The fireworks from the yellow jersey group came with a probing attack from IAM Cycling's Jarlinson Pantano that was countered by Alejandro Valverde (Movistar). The surge dropped Geraint Thomas out the back, leaving Froome with his main climbers Henao, Poels and Nieve for protection. Nieve was soon dropped, and Quintana inserted himself into the Sky train as they reeled in Valverde.

As Valverde was reeled in, Quintana put in a dig that was marked by Sky, but the acceleration spat Dan Martin (Etixx-Quickstep) out the back, with Daniel Moreno (Movistar) along for company.

Not willing to quit, Quintana put in another dig but was once again shut down by Poels. The clash of the titans whittled the yellow jersey group down to only a few favourites and their main climbing domestiques. Mollema, Mientjes, Yates and Bardet held onto the back for dear life. A telling head shake from Quintana came before Joaquim Rodriguez injected some pace into the yellow jersey group, marked quickly by Valverde. Again, Poels proved too strong and nailed it back. It was not a day for the Colombian to gain time, in fact he would lose contact when Froome himself went with 1.6km to go, marked quickly by Richie Porte (BMC) with Quintana unable to stay on the wheel. Mollema attacked from Quintana's group to make it across to Froome and Porte.
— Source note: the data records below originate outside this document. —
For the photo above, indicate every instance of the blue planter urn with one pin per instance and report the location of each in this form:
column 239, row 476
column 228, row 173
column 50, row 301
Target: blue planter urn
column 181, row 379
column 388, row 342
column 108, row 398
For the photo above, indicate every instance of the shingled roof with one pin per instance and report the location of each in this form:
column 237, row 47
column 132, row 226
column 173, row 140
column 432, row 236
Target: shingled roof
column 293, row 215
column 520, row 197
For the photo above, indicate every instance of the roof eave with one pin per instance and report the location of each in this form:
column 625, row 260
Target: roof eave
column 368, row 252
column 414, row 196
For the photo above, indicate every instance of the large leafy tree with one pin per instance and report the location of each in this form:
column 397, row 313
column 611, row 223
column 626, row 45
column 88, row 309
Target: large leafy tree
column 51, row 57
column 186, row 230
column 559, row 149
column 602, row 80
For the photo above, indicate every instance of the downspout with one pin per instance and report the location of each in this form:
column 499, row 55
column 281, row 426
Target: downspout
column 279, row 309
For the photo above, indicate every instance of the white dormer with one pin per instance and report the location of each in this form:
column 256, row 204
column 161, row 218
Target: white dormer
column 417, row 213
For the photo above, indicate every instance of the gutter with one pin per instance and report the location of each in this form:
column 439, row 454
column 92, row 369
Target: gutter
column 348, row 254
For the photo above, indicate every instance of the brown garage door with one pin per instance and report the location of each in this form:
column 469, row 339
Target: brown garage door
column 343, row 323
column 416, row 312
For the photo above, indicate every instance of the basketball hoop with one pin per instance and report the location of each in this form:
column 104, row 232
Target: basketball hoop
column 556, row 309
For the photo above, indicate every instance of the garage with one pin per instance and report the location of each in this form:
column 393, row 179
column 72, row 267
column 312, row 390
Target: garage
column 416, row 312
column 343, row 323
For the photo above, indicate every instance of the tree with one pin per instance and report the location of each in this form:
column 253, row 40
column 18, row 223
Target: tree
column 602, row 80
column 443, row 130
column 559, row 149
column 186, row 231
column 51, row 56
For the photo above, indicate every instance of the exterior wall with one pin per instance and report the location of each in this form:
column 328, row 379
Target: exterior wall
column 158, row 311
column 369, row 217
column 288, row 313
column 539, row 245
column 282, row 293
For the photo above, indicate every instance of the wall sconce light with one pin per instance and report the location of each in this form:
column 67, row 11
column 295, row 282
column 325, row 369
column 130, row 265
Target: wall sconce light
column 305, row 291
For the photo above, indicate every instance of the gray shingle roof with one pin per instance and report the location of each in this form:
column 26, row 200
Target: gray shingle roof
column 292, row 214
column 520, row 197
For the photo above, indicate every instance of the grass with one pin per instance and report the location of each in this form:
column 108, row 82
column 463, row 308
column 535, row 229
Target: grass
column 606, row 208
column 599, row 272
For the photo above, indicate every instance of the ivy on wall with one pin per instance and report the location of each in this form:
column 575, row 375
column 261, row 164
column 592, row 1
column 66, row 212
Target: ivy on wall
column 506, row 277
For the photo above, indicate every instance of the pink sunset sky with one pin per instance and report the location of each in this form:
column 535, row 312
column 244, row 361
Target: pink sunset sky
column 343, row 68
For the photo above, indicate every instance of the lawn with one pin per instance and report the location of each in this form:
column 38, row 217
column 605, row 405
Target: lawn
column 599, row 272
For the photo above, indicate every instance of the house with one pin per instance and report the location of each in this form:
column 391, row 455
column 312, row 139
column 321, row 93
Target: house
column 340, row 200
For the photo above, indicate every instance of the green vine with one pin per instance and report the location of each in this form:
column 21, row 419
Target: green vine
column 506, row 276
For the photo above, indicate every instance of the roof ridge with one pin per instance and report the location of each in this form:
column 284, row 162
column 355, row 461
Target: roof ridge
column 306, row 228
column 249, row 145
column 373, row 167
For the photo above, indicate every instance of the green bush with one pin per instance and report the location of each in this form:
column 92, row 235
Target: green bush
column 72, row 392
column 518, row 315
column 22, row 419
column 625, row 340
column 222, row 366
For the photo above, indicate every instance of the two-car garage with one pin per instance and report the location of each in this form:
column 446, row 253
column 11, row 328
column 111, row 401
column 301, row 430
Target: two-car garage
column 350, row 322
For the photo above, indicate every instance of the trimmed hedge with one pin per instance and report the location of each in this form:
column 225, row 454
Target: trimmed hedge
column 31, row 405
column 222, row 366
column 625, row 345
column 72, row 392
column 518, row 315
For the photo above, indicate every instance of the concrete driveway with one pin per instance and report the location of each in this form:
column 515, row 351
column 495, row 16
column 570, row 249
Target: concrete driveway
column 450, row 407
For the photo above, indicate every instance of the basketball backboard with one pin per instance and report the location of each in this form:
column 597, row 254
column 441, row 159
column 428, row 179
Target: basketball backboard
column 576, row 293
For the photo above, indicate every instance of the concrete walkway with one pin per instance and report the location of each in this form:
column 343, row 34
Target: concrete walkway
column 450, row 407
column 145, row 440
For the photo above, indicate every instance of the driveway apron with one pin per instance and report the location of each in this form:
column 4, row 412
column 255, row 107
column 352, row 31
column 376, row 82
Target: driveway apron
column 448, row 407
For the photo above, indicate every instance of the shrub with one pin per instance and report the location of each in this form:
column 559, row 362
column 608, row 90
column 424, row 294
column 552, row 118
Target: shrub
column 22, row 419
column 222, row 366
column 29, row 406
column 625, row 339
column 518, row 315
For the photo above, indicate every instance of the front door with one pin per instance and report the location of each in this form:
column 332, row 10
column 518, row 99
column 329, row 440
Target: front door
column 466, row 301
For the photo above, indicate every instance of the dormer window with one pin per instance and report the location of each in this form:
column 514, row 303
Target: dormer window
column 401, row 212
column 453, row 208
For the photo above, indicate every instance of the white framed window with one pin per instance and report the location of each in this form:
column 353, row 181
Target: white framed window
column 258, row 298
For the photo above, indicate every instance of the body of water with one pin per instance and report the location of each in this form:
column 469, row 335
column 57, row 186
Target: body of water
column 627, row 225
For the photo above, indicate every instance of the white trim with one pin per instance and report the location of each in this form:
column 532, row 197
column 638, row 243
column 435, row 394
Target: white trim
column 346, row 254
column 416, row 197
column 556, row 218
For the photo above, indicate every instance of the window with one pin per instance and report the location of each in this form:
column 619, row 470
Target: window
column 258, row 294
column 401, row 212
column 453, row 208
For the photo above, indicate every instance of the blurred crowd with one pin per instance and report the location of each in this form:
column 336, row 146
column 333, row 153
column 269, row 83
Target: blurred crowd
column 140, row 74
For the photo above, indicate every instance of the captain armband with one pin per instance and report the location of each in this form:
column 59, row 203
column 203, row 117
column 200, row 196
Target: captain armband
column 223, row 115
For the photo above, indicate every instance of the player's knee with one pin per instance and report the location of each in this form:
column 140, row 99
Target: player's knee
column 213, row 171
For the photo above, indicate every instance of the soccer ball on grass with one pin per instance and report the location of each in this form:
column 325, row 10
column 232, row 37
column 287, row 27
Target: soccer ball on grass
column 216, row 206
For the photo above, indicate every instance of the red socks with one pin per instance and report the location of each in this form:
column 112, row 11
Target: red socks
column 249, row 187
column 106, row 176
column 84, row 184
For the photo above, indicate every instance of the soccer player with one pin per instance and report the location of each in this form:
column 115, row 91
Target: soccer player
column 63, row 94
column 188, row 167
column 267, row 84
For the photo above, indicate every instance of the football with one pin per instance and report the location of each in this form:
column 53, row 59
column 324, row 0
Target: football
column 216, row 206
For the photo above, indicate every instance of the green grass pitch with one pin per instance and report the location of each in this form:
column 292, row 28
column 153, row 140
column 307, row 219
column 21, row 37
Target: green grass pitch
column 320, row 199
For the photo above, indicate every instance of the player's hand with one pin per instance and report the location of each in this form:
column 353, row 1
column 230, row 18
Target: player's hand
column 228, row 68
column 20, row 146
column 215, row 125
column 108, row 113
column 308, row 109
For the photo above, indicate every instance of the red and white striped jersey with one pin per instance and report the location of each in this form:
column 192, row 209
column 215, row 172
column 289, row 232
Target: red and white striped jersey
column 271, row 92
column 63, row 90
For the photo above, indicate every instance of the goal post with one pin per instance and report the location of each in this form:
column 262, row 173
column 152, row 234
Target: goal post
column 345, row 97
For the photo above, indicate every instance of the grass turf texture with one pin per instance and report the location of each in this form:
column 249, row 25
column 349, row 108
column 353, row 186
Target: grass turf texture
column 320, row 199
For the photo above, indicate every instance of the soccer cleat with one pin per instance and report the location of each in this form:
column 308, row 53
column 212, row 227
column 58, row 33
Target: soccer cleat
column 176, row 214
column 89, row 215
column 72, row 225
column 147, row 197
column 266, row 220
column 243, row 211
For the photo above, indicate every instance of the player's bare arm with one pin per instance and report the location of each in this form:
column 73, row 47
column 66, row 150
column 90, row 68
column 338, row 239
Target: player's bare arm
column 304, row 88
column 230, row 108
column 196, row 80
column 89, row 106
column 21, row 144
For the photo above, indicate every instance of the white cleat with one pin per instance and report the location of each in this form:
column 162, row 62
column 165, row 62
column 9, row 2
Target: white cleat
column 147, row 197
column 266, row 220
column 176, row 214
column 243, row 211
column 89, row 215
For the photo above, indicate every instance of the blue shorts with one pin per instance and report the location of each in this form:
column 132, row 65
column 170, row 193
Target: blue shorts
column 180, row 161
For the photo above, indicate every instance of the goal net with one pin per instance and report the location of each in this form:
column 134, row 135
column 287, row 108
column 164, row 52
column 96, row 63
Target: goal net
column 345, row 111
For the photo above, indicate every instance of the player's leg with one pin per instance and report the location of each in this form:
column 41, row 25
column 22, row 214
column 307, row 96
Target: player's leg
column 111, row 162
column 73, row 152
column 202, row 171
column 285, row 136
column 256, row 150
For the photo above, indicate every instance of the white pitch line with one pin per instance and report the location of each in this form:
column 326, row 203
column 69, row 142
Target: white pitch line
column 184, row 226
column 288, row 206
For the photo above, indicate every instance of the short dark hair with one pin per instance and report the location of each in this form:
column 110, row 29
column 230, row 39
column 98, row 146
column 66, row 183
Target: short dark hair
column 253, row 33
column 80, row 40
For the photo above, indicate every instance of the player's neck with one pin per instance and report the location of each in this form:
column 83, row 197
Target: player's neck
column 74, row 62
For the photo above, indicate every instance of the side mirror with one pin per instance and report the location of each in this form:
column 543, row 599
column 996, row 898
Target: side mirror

Ahead, De Gendt, having had to chase back to Pauwels and Navarro, showed his strategy was on track as he attacked with 3km to go and distanced his companions. Only Pauwels could keep him in reach, and the Belgian made contact and quickly attacked with 1.9k to go. The two played too much cat and mouse, allowing Navarro to rejoin with 1km to go. De Gendt proved victorious however, but his victory would be forever overshadowed by the incident of the race leader Froome behind.